And it reminded me of that time, some years earlier, I’d just replaced my child’s iPad and when it was less than 24 hours old his pal dropped a heavy lamp on it, resigning it to the digital device graveyard. Again, my pesky children failed to tell tales on their friends to their parents.
“Great playdate, totally uneventful,” I said enthusiastically at pickup time, my choked-up voice barely giving away anything.
And it brought to mind another occasion years before that, when a visiting child forced the lock on my window, rendering it unusable, a fact I only discovered at about midnight, when the only solution was a late night and very costly locksmith call-out charge. At a time when I could least afford it. N’er a word did my child breathe to that friend’s parents.
I said it to my own friend on a walk one day, after I’d been garden furniture shopping for the communion.
“Would you have mentioned it to the parent?” I asked curiously.
“Oh my God, was it my child?!” she replied in horror. Having confirmed it absolutely wasn’t and that this wasn’t a recent occurrence, she said, “yeah I probably would”.
I looked at her with complete admiration and awe, which only grew when we encountered some people ahead of us on our walk whose hyper dogs were off-lead. She knew it would be problematic for her dog. It was also problematic for her friend who in spite of owning a dog, is quite nervous of other dogs.

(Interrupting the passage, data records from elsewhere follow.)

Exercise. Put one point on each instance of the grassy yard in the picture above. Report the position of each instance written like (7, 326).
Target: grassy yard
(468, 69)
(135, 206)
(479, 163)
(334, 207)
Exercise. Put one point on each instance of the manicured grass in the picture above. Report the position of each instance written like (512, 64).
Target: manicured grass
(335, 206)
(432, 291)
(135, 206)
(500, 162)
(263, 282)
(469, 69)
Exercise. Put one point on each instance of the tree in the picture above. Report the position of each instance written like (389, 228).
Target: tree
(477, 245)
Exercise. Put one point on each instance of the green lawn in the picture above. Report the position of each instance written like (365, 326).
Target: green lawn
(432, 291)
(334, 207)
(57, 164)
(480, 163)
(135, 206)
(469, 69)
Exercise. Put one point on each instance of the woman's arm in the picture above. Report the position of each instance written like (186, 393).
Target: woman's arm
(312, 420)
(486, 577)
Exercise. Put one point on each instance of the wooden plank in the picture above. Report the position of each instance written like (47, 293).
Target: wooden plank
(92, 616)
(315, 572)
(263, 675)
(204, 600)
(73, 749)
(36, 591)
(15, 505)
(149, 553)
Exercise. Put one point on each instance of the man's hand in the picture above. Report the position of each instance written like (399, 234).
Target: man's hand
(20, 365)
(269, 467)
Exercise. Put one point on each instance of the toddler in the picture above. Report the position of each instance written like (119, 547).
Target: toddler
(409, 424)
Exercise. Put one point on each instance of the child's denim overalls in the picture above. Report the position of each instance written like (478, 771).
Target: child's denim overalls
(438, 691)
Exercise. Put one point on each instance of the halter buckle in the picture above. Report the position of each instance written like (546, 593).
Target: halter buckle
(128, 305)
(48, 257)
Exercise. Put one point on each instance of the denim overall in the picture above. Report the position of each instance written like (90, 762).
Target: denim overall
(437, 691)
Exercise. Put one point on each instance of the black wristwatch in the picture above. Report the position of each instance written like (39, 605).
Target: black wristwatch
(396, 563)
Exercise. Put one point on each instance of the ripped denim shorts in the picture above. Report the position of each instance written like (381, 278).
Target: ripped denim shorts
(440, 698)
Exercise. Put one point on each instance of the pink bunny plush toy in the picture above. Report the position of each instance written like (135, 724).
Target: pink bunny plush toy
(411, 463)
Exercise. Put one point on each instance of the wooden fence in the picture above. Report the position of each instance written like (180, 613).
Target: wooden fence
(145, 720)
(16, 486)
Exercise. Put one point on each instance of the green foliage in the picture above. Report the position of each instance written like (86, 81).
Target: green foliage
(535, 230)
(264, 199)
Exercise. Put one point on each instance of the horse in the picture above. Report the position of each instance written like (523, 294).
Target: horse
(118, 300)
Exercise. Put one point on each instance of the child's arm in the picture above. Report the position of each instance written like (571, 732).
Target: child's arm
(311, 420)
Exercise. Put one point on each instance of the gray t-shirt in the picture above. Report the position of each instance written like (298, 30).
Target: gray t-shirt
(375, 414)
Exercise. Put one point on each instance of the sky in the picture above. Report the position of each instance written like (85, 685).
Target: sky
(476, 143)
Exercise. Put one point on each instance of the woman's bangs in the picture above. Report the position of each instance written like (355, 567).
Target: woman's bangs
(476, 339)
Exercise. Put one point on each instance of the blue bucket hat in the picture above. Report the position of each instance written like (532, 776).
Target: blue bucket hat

“Can you put your dogs on leads, please?” she commanded authoritatively to these strangers, like an absolute legend, rather than just taking the obvious option of turning around and going back the way we came, thereby doubling the distance.
I did my bit too in fairness, it should be said. I kept an eye out for treacherous pigeons.
Anyhow, the communion was a great and a very special day. And after everyone had gone home, the glorious sun had retreated and the smallest boy had finally given way to exhausted slumber, I sat on my new garden furniture and chatted with my eldest.
Amazingly, she had other memories of awkward situations I’d hoped to avoid through the telltale powers that I knew my children possessed. “I mean you were all quick enough to rat out your siblings at the first opportunity,” I lamented. “Why not your friends?”
“Maybe it was up to the adult to handle the situation,” she suggested.
She has a point I suppose. But how terribly un-Irish.